AUSTIN, Texas (AP) -- A judge has removed the legal threat the state had been under to fix its school financing system or risk having its schools shut down.
Judge John Dietz on Thursday granted the state's request to drop an injunction ordering the fix.
The Texas Supreme Court ruled last year that using mostly property taxes to pay for the $33 billion school system is unconstitutional, and set a June 1 deadline for changing how schools are funded.
Republican Gov. Rick Perry and legislative leaders have said they thought a school funding package passed in a special session late last month would satisfy the courts.
Attorneys for the plaintiff school districts said in court filings that the $3.4 billion business tax expansion the Legislature approved is a good-faith effort to begin to address the education funding problem.

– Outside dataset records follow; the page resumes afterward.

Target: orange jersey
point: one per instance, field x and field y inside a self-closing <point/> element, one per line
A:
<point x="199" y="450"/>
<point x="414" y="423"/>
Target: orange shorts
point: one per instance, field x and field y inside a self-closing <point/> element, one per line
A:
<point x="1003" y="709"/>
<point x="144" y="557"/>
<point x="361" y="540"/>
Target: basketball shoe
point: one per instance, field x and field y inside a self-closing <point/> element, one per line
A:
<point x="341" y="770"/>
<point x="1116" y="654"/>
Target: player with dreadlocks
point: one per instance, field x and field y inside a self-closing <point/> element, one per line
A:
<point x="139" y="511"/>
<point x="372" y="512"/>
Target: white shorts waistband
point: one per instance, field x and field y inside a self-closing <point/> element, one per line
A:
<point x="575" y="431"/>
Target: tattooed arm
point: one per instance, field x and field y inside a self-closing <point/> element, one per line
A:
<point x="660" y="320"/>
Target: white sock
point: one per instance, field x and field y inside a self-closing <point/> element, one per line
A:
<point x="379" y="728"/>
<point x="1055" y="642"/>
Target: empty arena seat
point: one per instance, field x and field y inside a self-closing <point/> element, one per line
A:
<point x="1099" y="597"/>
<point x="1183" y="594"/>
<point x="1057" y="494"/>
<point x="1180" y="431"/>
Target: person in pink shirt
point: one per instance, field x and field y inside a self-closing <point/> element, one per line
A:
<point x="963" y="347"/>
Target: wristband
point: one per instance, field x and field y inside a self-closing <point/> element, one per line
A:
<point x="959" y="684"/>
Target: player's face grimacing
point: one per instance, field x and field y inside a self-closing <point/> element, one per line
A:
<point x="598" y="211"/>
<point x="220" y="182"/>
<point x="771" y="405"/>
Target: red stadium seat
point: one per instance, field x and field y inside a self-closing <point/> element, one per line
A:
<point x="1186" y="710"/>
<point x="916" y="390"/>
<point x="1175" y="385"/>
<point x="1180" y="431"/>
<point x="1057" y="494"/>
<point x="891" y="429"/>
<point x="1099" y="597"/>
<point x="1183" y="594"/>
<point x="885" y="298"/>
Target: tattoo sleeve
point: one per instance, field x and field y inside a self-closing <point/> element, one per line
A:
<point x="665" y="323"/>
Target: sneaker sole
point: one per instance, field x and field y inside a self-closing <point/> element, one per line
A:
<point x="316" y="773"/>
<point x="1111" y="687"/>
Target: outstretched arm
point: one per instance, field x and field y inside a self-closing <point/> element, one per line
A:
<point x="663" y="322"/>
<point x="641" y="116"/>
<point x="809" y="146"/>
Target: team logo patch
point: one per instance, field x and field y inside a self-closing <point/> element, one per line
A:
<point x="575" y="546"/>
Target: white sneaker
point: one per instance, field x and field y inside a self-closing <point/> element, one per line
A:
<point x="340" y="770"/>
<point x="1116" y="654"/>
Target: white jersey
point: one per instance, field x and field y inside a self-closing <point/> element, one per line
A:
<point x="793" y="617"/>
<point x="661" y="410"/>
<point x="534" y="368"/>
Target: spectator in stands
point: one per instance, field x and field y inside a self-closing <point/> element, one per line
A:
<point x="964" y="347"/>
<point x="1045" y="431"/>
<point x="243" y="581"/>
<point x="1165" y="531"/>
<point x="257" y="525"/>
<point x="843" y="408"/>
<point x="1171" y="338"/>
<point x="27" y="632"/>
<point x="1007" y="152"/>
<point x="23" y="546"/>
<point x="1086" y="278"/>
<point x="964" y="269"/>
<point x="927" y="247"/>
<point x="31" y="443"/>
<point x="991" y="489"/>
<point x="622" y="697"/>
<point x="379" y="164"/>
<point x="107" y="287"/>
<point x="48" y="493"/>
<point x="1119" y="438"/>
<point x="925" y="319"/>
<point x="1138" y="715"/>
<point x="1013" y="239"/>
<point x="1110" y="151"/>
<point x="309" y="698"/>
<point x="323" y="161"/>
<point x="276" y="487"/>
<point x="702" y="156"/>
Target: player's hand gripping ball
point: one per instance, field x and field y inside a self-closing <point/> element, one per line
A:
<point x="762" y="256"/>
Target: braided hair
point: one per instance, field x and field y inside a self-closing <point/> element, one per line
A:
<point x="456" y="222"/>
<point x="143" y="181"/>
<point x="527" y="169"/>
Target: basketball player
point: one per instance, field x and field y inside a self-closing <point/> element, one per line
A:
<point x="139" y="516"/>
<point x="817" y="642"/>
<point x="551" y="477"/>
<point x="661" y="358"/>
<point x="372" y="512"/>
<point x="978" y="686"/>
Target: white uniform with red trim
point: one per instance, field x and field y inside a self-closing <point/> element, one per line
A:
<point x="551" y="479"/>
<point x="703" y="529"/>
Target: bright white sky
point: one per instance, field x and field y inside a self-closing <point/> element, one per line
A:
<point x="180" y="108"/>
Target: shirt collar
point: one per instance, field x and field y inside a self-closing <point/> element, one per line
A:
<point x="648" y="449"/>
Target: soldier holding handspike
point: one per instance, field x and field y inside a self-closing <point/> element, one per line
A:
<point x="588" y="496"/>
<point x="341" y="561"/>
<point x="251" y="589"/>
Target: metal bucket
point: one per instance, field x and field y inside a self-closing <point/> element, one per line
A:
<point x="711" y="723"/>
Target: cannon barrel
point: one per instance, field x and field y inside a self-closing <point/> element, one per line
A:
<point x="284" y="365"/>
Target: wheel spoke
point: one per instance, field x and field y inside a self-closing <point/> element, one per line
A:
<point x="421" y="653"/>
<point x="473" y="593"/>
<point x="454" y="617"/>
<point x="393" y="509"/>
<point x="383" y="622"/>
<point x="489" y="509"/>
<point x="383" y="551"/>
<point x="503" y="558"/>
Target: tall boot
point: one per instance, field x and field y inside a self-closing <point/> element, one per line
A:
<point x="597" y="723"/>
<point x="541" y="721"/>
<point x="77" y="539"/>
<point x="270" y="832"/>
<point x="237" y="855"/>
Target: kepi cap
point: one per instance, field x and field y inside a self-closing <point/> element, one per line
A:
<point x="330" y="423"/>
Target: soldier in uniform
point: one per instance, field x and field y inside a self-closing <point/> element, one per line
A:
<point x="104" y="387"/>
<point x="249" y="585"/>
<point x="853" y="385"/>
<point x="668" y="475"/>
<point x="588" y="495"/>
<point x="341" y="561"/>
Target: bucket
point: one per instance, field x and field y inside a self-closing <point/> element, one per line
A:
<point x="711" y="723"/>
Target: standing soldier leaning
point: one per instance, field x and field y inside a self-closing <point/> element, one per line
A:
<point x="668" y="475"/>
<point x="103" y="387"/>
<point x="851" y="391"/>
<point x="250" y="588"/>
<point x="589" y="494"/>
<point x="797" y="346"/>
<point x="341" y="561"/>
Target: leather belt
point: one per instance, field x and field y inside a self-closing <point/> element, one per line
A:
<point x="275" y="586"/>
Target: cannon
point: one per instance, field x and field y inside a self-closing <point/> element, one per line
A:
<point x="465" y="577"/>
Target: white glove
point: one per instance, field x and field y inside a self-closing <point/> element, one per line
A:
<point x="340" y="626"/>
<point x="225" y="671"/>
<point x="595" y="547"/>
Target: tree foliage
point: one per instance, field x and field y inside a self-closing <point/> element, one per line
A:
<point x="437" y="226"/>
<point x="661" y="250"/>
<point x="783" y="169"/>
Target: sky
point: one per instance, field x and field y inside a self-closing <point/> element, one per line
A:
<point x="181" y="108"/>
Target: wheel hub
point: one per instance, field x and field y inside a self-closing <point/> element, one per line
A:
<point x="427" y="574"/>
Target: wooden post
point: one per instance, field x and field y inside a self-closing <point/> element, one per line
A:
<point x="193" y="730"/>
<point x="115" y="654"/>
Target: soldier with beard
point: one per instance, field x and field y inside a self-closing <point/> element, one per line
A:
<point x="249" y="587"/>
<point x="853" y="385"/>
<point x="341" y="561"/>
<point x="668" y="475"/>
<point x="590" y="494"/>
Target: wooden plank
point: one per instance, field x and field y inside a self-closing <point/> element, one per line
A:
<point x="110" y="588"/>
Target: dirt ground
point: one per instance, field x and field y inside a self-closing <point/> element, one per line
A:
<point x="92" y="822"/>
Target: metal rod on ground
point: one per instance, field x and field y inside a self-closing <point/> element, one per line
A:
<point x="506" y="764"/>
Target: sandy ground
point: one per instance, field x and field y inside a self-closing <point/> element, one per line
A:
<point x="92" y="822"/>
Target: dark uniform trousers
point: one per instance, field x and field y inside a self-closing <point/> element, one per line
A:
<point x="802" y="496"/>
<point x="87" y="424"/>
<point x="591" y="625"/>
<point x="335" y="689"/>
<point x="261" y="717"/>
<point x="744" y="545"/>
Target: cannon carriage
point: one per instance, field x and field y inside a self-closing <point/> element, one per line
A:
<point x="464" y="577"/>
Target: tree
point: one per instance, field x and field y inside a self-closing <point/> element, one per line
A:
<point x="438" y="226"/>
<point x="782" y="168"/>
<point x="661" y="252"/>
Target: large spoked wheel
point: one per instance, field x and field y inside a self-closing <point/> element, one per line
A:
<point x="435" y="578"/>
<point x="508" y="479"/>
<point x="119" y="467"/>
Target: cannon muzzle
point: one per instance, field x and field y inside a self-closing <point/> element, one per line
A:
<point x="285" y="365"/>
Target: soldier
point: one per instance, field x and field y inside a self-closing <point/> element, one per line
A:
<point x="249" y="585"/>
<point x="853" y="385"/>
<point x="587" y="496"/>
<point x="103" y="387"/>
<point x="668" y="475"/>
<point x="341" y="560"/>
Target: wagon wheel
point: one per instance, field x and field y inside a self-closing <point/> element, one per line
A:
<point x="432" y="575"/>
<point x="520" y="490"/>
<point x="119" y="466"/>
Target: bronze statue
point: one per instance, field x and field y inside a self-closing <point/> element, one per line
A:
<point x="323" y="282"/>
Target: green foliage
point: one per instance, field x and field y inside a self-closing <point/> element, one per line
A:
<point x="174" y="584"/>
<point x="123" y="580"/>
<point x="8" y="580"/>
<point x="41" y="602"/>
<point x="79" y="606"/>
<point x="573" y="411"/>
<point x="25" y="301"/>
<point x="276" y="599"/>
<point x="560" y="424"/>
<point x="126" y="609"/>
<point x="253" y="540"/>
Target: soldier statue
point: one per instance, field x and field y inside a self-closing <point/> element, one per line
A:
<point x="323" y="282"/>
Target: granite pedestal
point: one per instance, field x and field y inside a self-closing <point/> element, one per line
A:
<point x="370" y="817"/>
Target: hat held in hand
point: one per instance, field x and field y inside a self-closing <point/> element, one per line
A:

But they warned of several potentially serious problems on the horizon.
"The primary focus of the legislation was property tax relief, not putting the school finance system on firm financial footing," the plaintiffs' attorneys wrote. "No new long-term, stable revenue sources was created for public education."
In the special session, lawmakers passed a package aimed at reducing school property taxes by billions of dollars. The money will be replaced with a revamped business tax, an increased cigarette tax, money from both the state's budget surplus and a new way of taxing used car sales.
The package also included some additional money for schools and a $2,000 teacher pay raise, among other items.